I know, I know, I know!! But at a 4th round value in dynasty, hammer that draft button on Joe Mixon.
Joe Mixon will be a bellcow in the Bengals offense this year. And this not your Dad’s Bengals; the Bengals have Joe Burrow back to health at quarterback, rookie Ja’Marr Chase, sophomore stud Tee Higgins, and established slot force Tyler Boyd at wide receiver. This offense will score points and Mixon will be at the center of it all.
In terms of asset value long term, Mixon is still only 24, while that’s not super young for a running back, you are only paying 4th round startup capital to secure Mixon.While everyone is fading Mixon, you can grab a sneaky low end dynasty RB1 at a RB2 value! If you are a contender in established dynasty leagues I would be looking to trade for Mixon. Maybe look to trade a running back like Kamara for Mixon and a solid second piece in a 1–2 trade.

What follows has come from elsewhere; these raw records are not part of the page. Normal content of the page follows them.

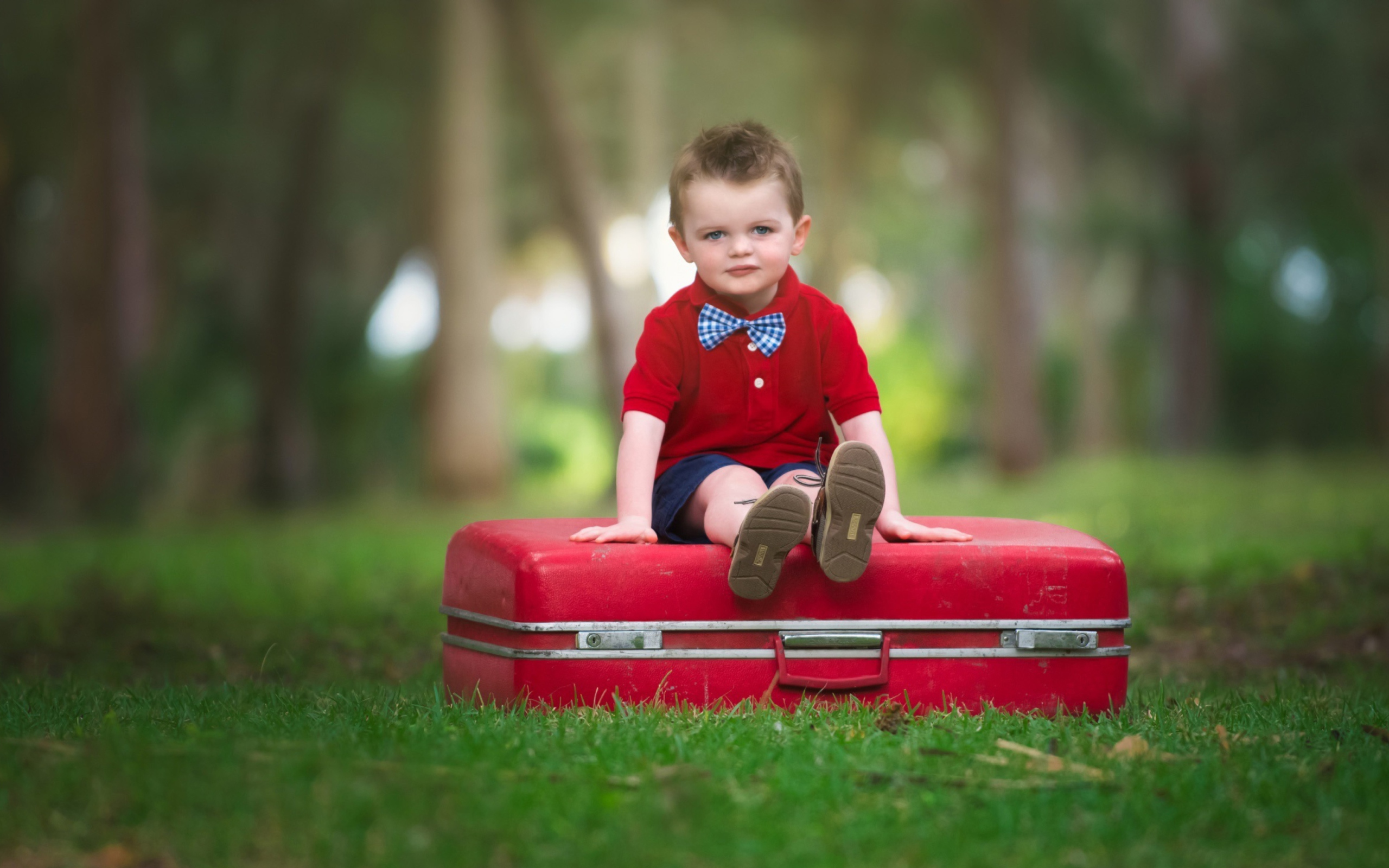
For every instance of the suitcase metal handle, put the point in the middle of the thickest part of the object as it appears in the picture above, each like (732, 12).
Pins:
(787, 680)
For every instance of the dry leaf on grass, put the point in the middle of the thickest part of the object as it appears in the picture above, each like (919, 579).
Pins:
(892, 718)
(1130, 748)
(112, 856)
(1046, 763)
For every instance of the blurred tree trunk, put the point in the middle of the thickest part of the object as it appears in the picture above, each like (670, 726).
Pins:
(102, 295)
(851, 65)
(1381, 327)
(11, 470)
(1015, 427)
(1097, 430)
(576, 191)
(281, 459)
(464, 441)
(651, 157)
(1196, 48)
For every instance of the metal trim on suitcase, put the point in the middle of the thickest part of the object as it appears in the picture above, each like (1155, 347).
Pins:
(500, 650)
(823, 641)
(885, 624)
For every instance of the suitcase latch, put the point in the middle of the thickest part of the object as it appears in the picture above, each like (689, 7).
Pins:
(832, 639)
(619, 641)
(1027, 641)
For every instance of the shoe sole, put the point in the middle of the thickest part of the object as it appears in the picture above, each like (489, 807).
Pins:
(853, 495)
(774, 527)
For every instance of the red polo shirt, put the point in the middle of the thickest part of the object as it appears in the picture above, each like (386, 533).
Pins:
(762, 412)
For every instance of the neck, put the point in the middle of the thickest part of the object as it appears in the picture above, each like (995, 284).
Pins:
(759, 301)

TARGET: Travis Etienne, Jacksonville Jaguars (3.02, 3.09, 4.10)
Welcome to the NFL, Travis Etienne! The Jaguars surprised the NFL by taking Etienne in the 1st round after James Robinson’s breakout rookie campaign. While Robinson will likely still have a role, the draft capital spent on Etienne means that the Jags will give Etienne every chance to succeed.
Etienne is an electric dual-threat player in the mold of Alvin Kamara. Etienne will be catching passes from familiar QB in Trevor Lawrence, his college quarterback. The 1st round draft capital is huge as we can see that new Jags coach Urban Meyer is invested in Etienne as the running back that best fits his style of offensive and game plan moving forward.

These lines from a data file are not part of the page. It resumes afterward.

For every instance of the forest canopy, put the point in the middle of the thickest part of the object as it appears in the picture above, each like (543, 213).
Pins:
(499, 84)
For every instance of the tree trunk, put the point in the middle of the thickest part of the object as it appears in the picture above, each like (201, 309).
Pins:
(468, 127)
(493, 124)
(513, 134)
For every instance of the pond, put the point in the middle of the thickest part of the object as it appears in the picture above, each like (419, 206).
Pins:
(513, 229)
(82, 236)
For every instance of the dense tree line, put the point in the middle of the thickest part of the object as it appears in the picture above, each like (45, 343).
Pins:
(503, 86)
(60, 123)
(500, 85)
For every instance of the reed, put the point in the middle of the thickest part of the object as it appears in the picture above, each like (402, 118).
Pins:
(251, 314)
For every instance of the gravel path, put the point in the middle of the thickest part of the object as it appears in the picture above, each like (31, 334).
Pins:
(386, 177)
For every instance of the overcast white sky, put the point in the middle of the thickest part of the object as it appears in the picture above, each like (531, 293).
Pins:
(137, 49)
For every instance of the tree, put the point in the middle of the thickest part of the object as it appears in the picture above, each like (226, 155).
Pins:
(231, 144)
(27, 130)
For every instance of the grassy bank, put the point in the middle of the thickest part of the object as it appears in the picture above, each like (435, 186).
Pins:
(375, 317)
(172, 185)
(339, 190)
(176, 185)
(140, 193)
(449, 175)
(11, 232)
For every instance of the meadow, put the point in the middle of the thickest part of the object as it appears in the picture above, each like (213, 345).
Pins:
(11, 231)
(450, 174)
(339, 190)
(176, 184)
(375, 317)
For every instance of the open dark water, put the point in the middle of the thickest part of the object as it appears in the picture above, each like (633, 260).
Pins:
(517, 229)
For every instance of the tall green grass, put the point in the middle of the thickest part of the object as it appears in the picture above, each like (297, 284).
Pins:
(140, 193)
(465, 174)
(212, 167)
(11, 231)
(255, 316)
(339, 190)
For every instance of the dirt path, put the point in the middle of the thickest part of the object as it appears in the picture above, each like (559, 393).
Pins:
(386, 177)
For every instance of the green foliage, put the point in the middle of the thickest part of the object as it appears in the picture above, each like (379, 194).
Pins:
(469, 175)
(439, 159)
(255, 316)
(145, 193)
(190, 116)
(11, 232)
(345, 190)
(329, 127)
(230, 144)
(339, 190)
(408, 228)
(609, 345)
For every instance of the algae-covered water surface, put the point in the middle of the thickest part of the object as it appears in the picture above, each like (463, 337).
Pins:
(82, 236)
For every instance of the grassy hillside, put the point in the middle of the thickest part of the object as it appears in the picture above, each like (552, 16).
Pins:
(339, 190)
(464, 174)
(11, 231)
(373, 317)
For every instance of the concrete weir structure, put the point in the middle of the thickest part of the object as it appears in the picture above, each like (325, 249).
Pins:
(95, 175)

Overall Etienne is a supremely talented running back, with 1st round draft capital, and in a great position to succeed. In the late 3rd round/early 4th round Etienne is a fantastic target to anchor your dynasty roster at the running back position.

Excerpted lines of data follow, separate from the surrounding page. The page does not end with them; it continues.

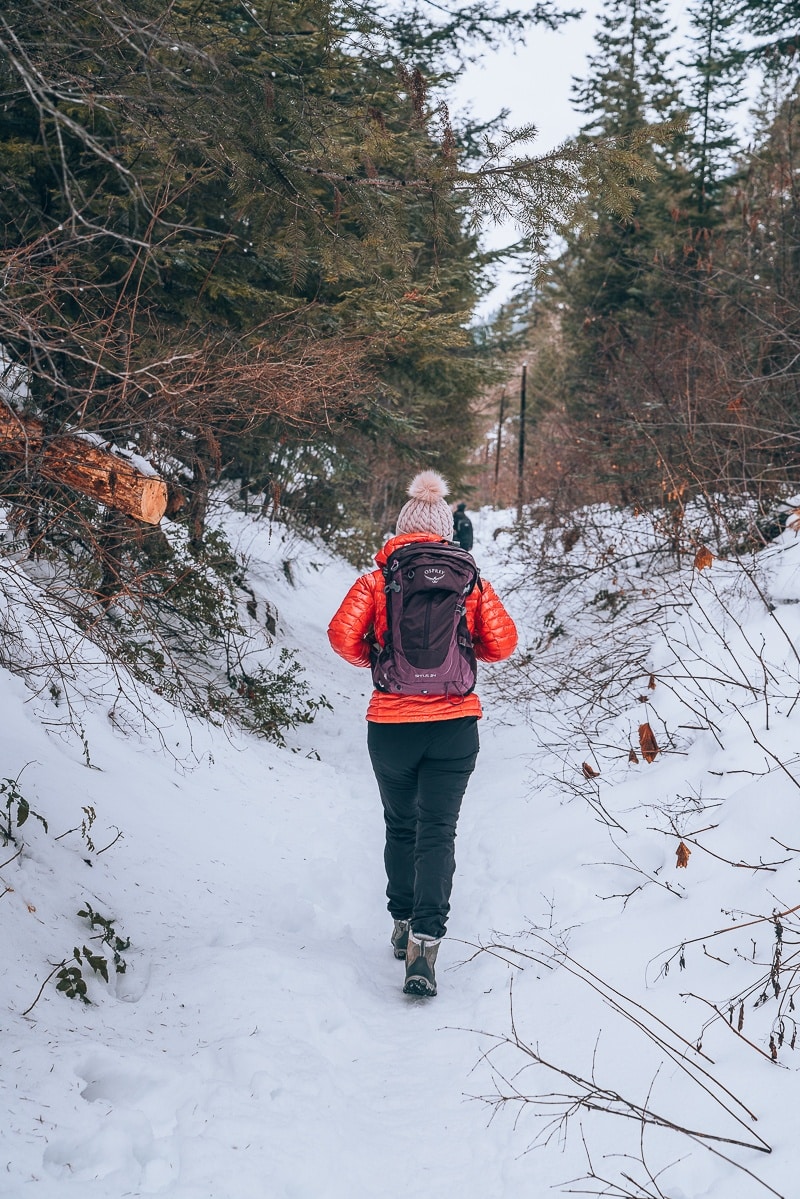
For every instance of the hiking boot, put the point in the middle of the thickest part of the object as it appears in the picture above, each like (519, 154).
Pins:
(420, 958)
(400, 938)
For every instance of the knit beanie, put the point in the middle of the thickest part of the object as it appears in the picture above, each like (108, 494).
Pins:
(426, 511)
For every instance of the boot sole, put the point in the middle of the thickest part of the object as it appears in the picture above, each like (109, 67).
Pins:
(419, 987)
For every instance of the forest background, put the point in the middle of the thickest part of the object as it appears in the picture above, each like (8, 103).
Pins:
(244, 243)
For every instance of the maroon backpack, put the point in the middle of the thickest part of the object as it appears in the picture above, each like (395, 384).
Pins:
(428, 649)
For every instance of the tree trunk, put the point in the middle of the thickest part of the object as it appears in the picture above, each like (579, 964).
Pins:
(90, 469)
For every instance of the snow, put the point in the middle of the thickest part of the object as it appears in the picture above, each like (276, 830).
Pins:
(258, 1043)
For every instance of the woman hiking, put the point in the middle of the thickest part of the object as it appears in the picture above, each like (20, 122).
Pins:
(421, 731)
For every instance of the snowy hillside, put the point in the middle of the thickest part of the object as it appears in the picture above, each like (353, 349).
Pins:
(608, 1020)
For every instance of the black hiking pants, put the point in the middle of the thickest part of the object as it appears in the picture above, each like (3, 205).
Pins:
(422, 771)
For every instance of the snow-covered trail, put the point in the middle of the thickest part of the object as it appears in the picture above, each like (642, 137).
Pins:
(259, 1043)
(259, 1046)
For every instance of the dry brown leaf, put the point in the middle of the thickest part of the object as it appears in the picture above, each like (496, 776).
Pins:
(648, 742)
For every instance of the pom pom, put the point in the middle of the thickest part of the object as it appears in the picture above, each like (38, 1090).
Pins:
(428, 487)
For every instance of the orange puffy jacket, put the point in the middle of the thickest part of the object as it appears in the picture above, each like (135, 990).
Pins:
(361, 621)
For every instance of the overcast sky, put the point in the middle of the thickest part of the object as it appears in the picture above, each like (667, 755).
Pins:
(535, 82)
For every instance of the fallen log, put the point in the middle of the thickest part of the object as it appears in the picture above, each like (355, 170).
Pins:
(88, 465)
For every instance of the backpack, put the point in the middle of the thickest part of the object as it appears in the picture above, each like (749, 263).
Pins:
(428, 649)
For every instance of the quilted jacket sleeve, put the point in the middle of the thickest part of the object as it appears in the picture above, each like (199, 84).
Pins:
(494, 632)
(352, 630)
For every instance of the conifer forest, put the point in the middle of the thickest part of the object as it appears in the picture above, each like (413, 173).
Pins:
(248, 288)
(244, 242)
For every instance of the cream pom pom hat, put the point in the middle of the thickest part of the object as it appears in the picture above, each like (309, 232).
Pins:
(426, 510)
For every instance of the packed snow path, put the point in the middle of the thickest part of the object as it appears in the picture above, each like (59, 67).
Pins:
(259, 1046)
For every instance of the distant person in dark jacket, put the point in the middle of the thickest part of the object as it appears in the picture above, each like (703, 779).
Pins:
(462, 528)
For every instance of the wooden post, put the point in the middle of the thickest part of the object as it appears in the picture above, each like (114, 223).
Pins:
(521, 462)
(497, 457)
(88, 468)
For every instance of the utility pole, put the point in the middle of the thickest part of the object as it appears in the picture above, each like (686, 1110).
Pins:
(521, 463)
(497, 457)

TARGET: Leonard Fournette, Tampa Bay Buccaneers (10.08, 11.11, 12.11)
Playoff Lenny! I might some flack for listing Fournette as a target, but let me explain:
- You are only paying about an 11th round pick for Fournette in dynasty startups.
- Everyone sees Fournette as washed up since he was cut by the Jags last summer, but he quietly had a decent season last year in Tampa Bay competing with Ronald Jones for backfield touches.
- The real key here is opportunity and the nuances of the Bucs’ offense. Tom Brady is the real decision maker for the Bucs offense, and Fournette seems to be to Tom Brady’s favourite, and if Brady wants him in the backfield, Fournette will be in the backfield.
- Look at how things unfolded in the Bucs’ backfield during the team’s playoff run to the Super Bowl:
– Fournette: 64 carries, 300 rush yards; 18 catches, 148 rec. yards
– R. Jones: 35 carries, 139 rush yards; 0 catches, 0 rec. yards.
- Fournette is the lead back and also the 3rd-down back which is important for PPR scoring.
In the 11th round for running backs you are looking at veterans, high-upside handcuffs, and running back in crowded committees. While Fournette is already 26, he can be servicable RB3 with high upside for the next few seasons for your dynasty squad. Also Ronald Jones, is
going two rounds ahead of Fournette, likely because of RoJo only being 23. Draft Fournette with confidence as he is the lead back in the running back committee in one of the best offenses in the NFL.
TARGET: Tarik Cohen, Chicago Bears (14.08, 15.02, 17.07)
I took Tarik Cohen in all three drafts, so the draft position is all my opinion. At this point in the startup drafts, you are deciding between low ceiling backups/handcuffs like Devin Singletary or Jamaal Williams, or pass catching specialists like Tarik Cohen. I’ll take Cohen here all day. He’s had over 95 targets in each of his last two healthy seasons. Also, Cohen is entering the first year of a 3-year guaranteed contract extension with the Bears. See if you can pry Tarik Cohen away from a manager in your league for a 2022 3rd Round Rookie Pick, and if you can, make that trade!